The issue at hand in a car isn't whether 2 drivers need to be in sync or whether steer-by-wire is 'safe', 'important', or 'whatever'. It's a fundamental tendency for humans to stop paying attention to the dynamic, constantly-changing situation the vehicle is put into since 'autonomous' can do it 'better'. The Airbus situation, where the pilots had to take over in an emergency, is easily multiplied on the road because there are astronomically more interactions for a computer to be unable to handle while driving.

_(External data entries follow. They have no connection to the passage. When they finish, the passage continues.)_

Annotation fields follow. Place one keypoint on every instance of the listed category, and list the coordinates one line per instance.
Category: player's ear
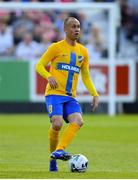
(65, 29)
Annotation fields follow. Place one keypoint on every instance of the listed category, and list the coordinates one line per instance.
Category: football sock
(68, 135)
(53, 137)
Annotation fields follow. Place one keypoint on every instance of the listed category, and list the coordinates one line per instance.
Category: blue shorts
(62, 105)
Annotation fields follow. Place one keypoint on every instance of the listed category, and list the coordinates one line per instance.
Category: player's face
(72, 29)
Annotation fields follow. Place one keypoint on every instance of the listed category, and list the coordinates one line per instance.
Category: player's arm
(86, 78)
(41, 64)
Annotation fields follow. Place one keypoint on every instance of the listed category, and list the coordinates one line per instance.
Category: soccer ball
(78, 163)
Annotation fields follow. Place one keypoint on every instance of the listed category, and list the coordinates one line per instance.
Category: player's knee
(79, 121)
(56, 123)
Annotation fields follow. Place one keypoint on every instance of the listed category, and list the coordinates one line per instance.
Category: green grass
(110, 144)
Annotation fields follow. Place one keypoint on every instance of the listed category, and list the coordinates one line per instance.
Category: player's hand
(52, 82)
(95, 103)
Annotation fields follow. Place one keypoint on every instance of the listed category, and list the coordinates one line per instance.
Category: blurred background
(110, 37)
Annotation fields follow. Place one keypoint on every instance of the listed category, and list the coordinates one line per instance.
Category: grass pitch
(110, 144)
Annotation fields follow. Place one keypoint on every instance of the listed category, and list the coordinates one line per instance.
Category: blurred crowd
(25, 35)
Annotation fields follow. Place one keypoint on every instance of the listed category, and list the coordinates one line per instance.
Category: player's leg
(58, 154)
(53, 138)
(72, 112)
(55, 112)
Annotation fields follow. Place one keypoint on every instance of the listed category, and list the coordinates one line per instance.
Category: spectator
(6, 39)
(28, 49)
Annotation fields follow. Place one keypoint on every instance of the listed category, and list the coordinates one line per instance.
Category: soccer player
(67, 59)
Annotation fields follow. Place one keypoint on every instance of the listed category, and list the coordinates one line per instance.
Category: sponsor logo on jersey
(80, 58)
(68, 67)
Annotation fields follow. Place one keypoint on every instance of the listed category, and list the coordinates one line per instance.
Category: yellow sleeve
(86, 78)
(47, 57)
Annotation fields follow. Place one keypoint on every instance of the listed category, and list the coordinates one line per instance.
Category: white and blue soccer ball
(78, 163)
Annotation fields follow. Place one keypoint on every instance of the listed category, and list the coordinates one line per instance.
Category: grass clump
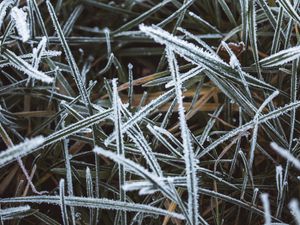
(149, 112)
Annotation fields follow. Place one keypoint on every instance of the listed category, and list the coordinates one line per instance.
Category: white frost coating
(142, 113)
(281, 57)
(22, 65)
(186, 76)
(242, 129)
(189, 157)
(286, 154)
(20, 150)
(294, 207)
(137, 169)
(38, 52)
(184, 48)
(255, 119)
(266, 204)
(6, 213)
(100, 203)
(20, 19)
(279, 180)
(3, 7)
(195, 55)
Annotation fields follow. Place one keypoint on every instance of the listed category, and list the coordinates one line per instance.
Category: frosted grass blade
(20, 19)
(22, 65)
(189, 156)
(18, 151)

I think Ian was getting at the fact that the AF447 situation wasn't a failure of the automation itself, it was a failure to understand how the aircraft would behave with the automation in "alternate law" mode. In "normal law", which is how the majority of the pilots' training was conducted, a reasonable procedure for an emergency climb is to pull straight back on the stick, and engage maximum power (takeoff/go-around throttle settings, known as TOGA). Instead, due to pitot icing (i.e. neither the pilots nor the automation were able to get accurate airspeed indications), the system defaulted to alternate law, a more manual mode, and the pilots didn't respond correctly. One pushed forward to gain speed, one pulled back to gain altitude, when in reality they needed both, but needed speed first to avoid stalling, then altitude to avoid crashing. The pilots did not understand the implications of those opposing control inputs.

On a fly-by-wire Boeing, the pilots would have been fighting each other, due to the interconnected yokes, and probably would have realized what was going on. The autopilot would still not have worked, and the pilots would not have had an airspeed reference (due to pitot ice). Therefore the aircraft would not have been able to deliver the stall warning (though it probably would have said something about angle of attack).

In other words, these were conditions that would incapacitate any autopilot, and seriously diminish the ability of any pilot to fly manually. A more correct analogy to make with the Google cars is to wonder whether they would let the cars continue to operate in conditions that were unusually snowy, or with a malfunction in the drivetrain or steering. I think the answer is clearly no. (Of course, a car can pull over and wait; a plane has to land first.)